「どもり」は今では差別用語とやらの指定を受けているのだろう。その伝でいけば先に触れた兜子の「啞ボタン」の句や
春ゆふべあまたのびつこ跳ねゆけり 西東三鬼
ちびだつた
金はなかつた
かつこわるかつた
つんぼになつた
女にふられた
かつこわるかつた
遺書を書いた
死ななかつた
かつこわるかつた
さんざんだつた
ひどいもんだつた
なんともかつこわるい運命だつた
かつこよすぎるカラヤン 谷川俊太郎「ベートーベン」
などは差し詰め今では発禁処分なのだろうか?大切なのは使われている言葉ではなくその奥にある作者の心であるということが分らない連中の何と多いことか。そういう言葉狩りは無意味であるということを言葉を使う詩人や俳人が声を大にして訴えていくべきであろう。

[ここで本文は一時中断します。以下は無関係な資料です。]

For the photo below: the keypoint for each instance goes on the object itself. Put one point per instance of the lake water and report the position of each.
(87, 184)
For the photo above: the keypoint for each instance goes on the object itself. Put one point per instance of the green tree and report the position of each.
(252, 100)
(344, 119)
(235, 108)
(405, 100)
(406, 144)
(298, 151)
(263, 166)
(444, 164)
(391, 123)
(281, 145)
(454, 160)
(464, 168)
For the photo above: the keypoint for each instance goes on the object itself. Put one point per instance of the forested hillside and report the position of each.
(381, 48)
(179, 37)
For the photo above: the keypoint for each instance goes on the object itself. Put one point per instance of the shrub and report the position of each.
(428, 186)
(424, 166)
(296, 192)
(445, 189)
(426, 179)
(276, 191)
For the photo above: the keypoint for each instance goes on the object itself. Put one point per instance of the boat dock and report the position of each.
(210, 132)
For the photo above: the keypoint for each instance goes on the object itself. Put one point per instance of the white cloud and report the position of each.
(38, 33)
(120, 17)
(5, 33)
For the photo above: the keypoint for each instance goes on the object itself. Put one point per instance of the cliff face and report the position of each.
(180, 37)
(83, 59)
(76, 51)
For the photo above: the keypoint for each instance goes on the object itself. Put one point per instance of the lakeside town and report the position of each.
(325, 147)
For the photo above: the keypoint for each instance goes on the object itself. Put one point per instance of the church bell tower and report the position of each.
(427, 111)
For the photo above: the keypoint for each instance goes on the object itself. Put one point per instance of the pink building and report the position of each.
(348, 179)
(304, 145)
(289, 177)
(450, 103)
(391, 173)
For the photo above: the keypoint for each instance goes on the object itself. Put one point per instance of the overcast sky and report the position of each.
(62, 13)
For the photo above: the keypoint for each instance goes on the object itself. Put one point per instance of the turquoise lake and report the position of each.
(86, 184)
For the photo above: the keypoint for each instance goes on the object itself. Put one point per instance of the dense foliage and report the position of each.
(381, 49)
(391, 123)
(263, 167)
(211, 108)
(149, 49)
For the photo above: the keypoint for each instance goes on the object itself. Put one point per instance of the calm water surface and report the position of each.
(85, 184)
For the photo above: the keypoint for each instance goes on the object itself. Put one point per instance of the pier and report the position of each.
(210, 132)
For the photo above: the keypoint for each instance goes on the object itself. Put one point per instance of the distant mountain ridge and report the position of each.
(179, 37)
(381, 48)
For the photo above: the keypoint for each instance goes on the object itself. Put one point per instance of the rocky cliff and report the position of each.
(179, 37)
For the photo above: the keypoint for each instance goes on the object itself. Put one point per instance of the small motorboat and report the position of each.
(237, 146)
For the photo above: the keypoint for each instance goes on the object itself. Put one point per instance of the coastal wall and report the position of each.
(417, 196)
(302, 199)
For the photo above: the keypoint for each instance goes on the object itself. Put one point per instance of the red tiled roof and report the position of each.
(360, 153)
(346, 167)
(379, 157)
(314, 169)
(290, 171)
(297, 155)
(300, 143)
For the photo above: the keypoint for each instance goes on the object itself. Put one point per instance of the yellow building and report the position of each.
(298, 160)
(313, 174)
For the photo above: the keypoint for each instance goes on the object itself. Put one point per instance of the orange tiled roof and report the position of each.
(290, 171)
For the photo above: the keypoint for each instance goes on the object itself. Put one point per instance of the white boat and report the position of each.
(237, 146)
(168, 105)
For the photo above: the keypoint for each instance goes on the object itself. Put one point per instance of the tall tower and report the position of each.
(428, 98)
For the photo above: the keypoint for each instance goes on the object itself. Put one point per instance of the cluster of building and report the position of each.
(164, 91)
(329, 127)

話が大きく逸れた。兜子自身はどういう話し方をする人だったか知らぬが吃音ではなかった筈だ。してみるとこの「どもり」は作者が水際で見かけた人なのだろう。水際で何かが燃やされているか、煙がもうもうと立っている。そこからひとりの「どもり」が立ち去る。はっきり「どもり」と書いているからには作者はこの人と話をしたか、或いはこの人が誰かとしゃべるのを聴いてその吃音に気付いていたのだ。立ち去る様子を「重い鳥のごと」と表現した。
重い鳥と言えば、湾岸戦争の時ペルシャ湾に重油が流出して油まみれになった鳥の写真が新聞などに掲載され話題を呼んだのを思い出す。また
松島を
逃げる
重たい
鸚鵡かな 高柳重信
という俳句も浮かぶ。これは昭和54年に刊行された第9句集『日本海軍』所収なので、掲出句を含む章「轢死の葡萄」が昭和36年に作られた俳句から成ることを思えば、兜子が重信の「重たい鸚鵡」からイメージを借りたということはなさそうだ。いずれにせよ、その吃音のごとくにも重い足取りで去ってゆく男(モデルはやはり女ではなく男だろう、吃音も男に多い)を本来は軽いものの代表である鳥に譬えた洞察力には舌を巻く他ない。